Read the rest of the posts in this series:

Friday, March 29, 2013

Social Work Problem #3: The Curriculum Discourages the Recruitment of Men and Racial/Ethnic Minorities

The third major problem with the social work profession is that the curriculum discourages the recruitment of men and racial/ethnic minorities. Social work, like most helping professions, is less ethnically and racially diverse than the U.S. population.

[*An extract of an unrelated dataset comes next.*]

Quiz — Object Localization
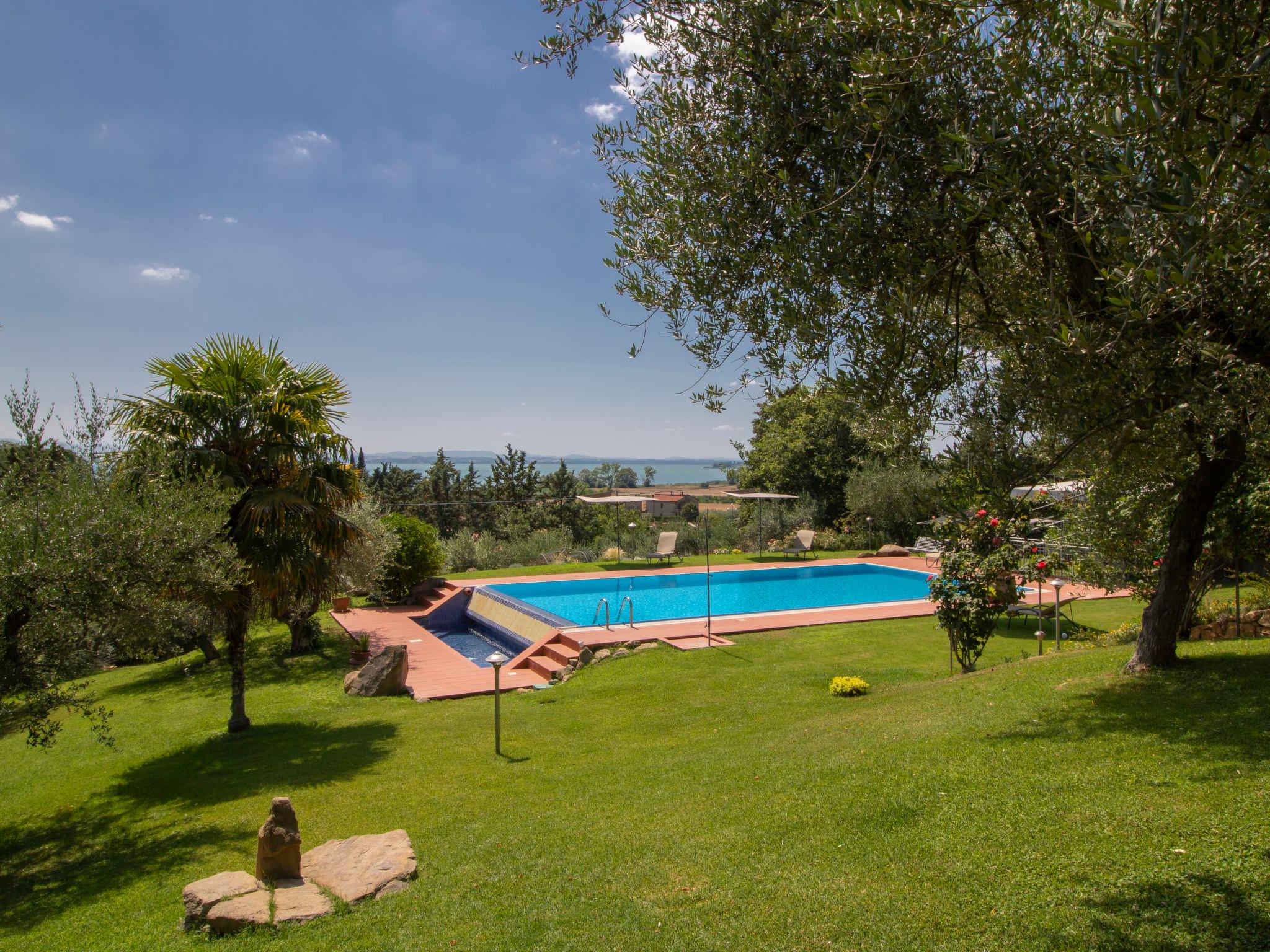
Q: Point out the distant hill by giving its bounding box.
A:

According to the NASW Center for Workforce Studies, the majority of licensed social workers are Non-Hispanic White women (86%) whose client population fall within the broad category of disenfranchised populations, including a disproportionate number of people of color (i.e., Black/African American, Hispanic/Latino, Asian and Pacific Islander American, and American Indian/Alaskan Native). The remainder of the social work workforce is Black/African American (8%), Hispanic/Latino (3%), or "Other" (3%). The majority of male social workers are increasingly near retirement age and represent less than one in ten social workers. Fewer younger men perceive social work as a viable career option. The steady decline of men in the profession since the 1970s may inadvertently affect access to decision makers (e.g., elected officials) and reinforce outdated beliefs that social services is a natural field for women.

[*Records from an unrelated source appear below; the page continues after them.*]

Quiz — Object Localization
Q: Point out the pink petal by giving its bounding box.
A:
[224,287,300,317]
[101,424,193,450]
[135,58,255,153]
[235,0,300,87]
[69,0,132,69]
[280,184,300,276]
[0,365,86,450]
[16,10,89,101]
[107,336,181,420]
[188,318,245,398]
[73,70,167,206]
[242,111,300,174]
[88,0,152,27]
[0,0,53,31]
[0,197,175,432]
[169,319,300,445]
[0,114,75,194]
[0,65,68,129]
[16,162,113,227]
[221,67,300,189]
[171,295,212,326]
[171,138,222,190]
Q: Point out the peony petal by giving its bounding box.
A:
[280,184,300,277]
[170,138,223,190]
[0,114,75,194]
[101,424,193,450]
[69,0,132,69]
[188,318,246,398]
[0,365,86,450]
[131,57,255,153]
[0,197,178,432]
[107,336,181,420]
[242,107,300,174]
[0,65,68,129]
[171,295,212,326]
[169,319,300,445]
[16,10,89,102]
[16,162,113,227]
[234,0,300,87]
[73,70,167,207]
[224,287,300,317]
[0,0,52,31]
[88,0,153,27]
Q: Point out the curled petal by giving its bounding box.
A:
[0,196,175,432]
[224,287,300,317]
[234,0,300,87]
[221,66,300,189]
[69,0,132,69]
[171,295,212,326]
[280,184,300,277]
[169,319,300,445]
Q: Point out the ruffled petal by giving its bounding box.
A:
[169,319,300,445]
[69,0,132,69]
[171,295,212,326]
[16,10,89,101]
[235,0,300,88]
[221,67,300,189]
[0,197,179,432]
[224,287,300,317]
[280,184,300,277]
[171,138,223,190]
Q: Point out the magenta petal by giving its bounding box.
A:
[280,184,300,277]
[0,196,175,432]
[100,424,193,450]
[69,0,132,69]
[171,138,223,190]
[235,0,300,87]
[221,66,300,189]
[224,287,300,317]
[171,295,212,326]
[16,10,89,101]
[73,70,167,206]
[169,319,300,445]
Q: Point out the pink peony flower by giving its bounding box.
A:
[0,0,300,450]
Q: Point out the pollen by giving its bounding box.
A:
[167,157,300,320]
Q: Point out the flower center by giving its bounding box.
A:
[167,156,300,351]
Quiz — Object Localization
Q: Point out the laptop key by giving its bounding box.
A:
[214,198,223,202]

The growing homogeneity of the social work workforce presents three problems. First, the NASW Code of Ethics insists that social workers "obtain education about and seek to understand the nature of social diversity and oppression with respect to race, ethnicity, national origin, color, sex, sexual orientation, age, marital status, political belief, religion, and mental or physical disability." Social workers are trained in cultural competence, yet the profession as a whole doesn't reflect what it preaches. Second, professions that are perceived as pink-collar occupations (predominately female) in American society are typically stressful, marginalized, and underpaid. These careers are also seen as less demanding and prestigious by the general public. Third, a combination of social and political factors (judicial and legislative limitations to affirmative action, changing immigration patterns, welfare reform, restrictions on federal financial aid, etc.) can hinder access to higher education for disadvantaged groups. This can result in social work enrollments that remain radically different from the actual racial-ethnic distribution of society (Schilling et al., 2008). Given these realities, social work educators and practitioners must develop strategies to attract more men and students of color into the profession.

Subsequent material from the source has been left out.